Permintaan dukungan kepada pemerintah daerah ini didasari oleh urgensi bahwa pengembangan bandara tidak semata-mata bertujuan menambah kapasitas terminal atau penumpang, melainkan menitikberatkan pada pemenuhan regulasi keamanan.
Menurut Kadek, ketersediaan lahan penyangga yang memadai sangat dibutuhkan agar operasional penerbangan yang melayani warga Samarinda dapat terbebas dari hambatan atau obstacle yang berpotensi membahayakan manuver pesawat udara.
Komitmen terhadap keselamatan ini sejalan dengan prosedur ketat yang selama ini telah berjalan melalui sinergi intensif antara pihak bandara, BMKG, Airnav, dan seluruh maskapai penerbangan yang beroperasi di ibu kota Kalimantan Timur ini.
"Standar keselamatan yang tinggi ini diterapkan secara merata baik untuk penerbangan perintis seperti Smart Aviation maupun seluruh penerbangan berjadwal komersial lainnya yang mengangkut ratusan penumpang setiap harinya," ungkap Kadek.
Setiap awak pesawat dari pihak maskapai diwajibkan mematuhi protokol standar dengan melakukan koordinasi dan pembaruan data cuaca melalui situs resmi Badan Meteorologi Klimatologi dan Geofisika (BMKG) yang mencakup laporan TAFOR, METAR, serta data angin sebelum terbang.
Para pilot juga dibekali data teknis mendalam mengenai jarak pandang atau visibility, analisis citra satelit terkini, hingga tipe awan yang mungkin terbentuk di jalur penerbangan menuju atau dari Samarinda.
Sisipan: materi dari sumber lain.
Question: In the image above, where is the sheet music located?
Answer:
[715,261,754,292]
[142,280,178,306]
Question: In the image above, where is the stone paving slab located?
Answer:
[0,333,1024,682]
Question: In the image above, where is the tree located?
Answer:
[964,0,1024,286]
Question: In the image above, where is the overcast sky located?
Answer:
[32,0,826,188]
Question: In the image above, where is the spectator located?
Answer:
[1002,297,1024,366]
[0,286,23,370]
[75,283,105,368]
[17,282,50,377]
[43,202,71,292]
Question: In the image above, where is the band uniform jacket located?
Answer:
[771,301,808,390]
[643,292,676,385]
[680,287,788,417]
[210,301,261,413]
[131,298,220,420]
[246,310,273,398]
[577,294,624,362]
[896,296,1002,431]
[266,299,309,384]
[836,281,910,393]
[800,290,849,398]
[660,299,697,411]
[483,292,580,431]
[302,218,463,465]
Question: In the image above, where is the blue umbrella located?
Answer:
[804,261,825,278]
Validasi data digital tersebut diperkuat dengan informasi visual faktual yang dilaporkan langsung oleh petugas di bandara asal maupun tujuan untuk membaca tren pergerakan cuaca secara presisi.
Jika terdapat indikasi perubahan cuaca yang dinamis di langit Samarinda, perkembangan situasi terus dimonitor melalui saluran koordinasi khusus antarpetugas di darat guna mencegah risiko sekecil apa pun.
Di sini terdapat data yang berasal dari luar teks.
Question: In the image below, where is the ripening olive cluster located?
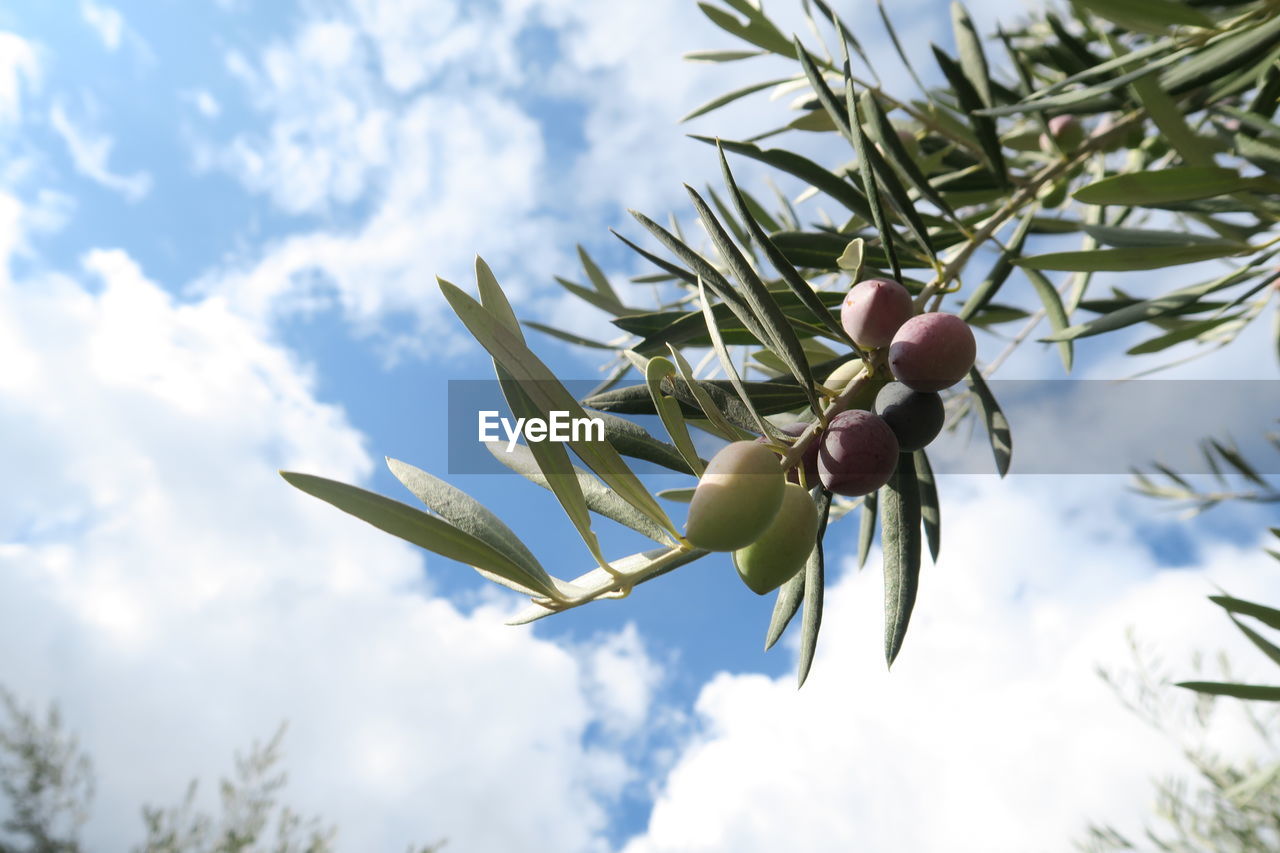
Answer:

Pihak BMKG memiliki kewenangan penuh untuk segera menginformasikan kepada seluruh pemangku kepentingan jika hasil prakiraan cuaca menunjukkan potensi fenomena alam tertentu yang patut diwaspadai oleh operasional penerbangan.
"Berbagai langkah mitigasi risiko telah disiapkan secara matang dalam pelaksanaannya, mulai dari opsi penundaan terbang, pembatalan, holding di udara, pengalihan pendaratan, hingga keputusan return to base berdasarkan pertimbangan profesional pilot," demikian Kadek.